En juin 2021, le sommet du G7 a signé un accord
historique prévoyant
un taux minimum de taxation sur les
sociétés dans tous les pays qui vise en particulier les géants du numérique.
On constate donc que face
aux capacités techniques et économiques des GAFAM, les Etats et les
organisations internationales entendent bien jouer un rôle de régulateur pour
protéger les usagers et les auteurs. De l'autre côté de l'Atlantique, certains
y voient une forme de protectionnisme
réglementaire.
Oligopole :
situation où le marché est dominé par un faible nombre de vendeurs.
Loi
antitrust : loi visant à lutter contre la concentration économique
au nom de la libre concurrence
OCDE :
Organisation de Coopération et de Développement Economique. Organisation
d'étude économique réunissant les pays développés. Elle succède à l'OECE qui
était chargée de l'aide du plan Marshall.
b).. tandis que la
concurrence se manifeste.
Désormais, les GAFAM ne sont
plus seuls à dominer le marché du numérique. Aux Etats-Unis pour commencer,
d'autres acteurs jouent désormais un rôle majeur. On peut citer Tesla, Uber, Netflix et Airbnb. On les
appelle aussi TUNA. Ces géants du
numérique modifient actuellement les conditions du marché du travail, du
logement et des biens culturels.
Il faut tenir compte
également de nouveaux acteurs du numérique. L'acronyme BATX désigne aujourd'hui l'ensemble constitué par le moteur de
recherche chinois Baidu,
la plateforme d'achat Alibaba,
le fournisseur d'application Tencent et le
producteur informatique Xiaomi.
Il ne faudrait pas oublier le groupe Huaiwei dont la maîtrise de la 5G inquiète les autorités américaines.
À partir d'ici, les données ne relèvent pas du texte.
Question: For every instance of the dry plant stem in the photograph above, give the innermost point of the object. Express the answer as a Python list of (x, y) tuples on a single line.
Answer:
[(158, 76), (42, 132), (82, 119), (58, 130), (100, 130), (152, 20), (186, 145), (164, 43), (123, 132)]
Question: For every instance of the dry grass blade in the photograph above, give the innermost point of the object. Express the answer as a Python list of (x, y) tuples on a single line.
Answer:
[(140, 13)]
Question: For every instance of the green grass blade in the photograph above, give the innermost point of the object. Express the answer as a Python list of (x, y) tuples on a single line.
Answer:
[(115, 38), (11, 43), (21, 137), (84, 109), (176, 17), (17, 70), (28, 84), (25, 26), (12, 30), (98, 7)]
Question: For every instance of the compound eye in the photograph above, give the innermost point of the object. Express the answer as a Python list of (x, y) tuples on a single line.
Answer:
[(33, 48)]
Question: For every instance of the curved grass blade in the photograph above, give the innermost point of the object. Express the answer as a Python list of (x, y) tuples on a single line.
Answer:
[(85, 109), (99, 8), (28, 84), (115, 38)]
c) Face aux faiblesses des
GAFAM...
L'histoire récente des
géants du numérique permet de constater
que les capacités d'innovation ne les mettent pas toujours à l'abri face aux
attaques de hackers ou d'individus mal intentionnés. Mark Zuckerberg reste incapable de dire depuis quand son
entreprise est au courant des manœuvres de Cambridge Analytica.
En 2013, 3 milliards de compte de Yahoo ! ont été
affectés par une cyberattaque. En 2017, Uber a avoué s'être fait volé les
informations de 57 millions d'utilisateurs et conducteurs. En 2018, Amazon.com soupçonnait certains salariés
de vendre des données confidentielles à des entreprises.
d)... les individus ont
aussi leur rôle à jouer.
De l'intérieur de ces
entreprises des voix se font entendre. Chris Hughes co-fondateur de facebook appelle désormais au démantèlement de l'entreprise
pour en limiter la puissance. Certains salariés choqués par les dérives des
sociétés qui les emploient osent informer les autorités et l'opinion publique.
C'est un employé de Gambridge analytica
qui a dénoncé les tests réalisés par cette société sur des échantillons
stratégiques de l'opinion publique sélectionnés grâce à facebook.
Des salariés de Microsoft refusent
que les services de l'immigration américains utilisent le cloud
Azure.
En tant qu'usager, tout
individu peut aussi se protéger face au GAFAM. Pour commencer; en se désabonnant. Ensuite, en lisant et en
validant ou non les clauses
d'utilisation des services numériques. Pour finir, en utilisant des alternatives comme les moteurs de
recherche sans traces et historiques de recherche comme Duckduckgo ou Qwant, les systèmes d'exploitation
Linux, ou les logiciels alternatifs vraiment offerts de l'association framasoft.
Conclusion :
Si les GAFAM n'ont pas tous les attributs de la
puissance, elles n'en demeurent par moins des entreprises extrêmement influentes sur la scène
internationale. Les citoyens, les Etats et les organisations internationales
sont en droit de s'inquiéter de leur
capacité à collecter des données, à les diffuser sans forcément en partager le
revenu. Au jour d'aujourd'hui, leur puissance peut encore être limitée.
Encore faut-il s'en donner les moyens à titre individuel, au niveau des Etats
ou des instances de gouvernance internationales.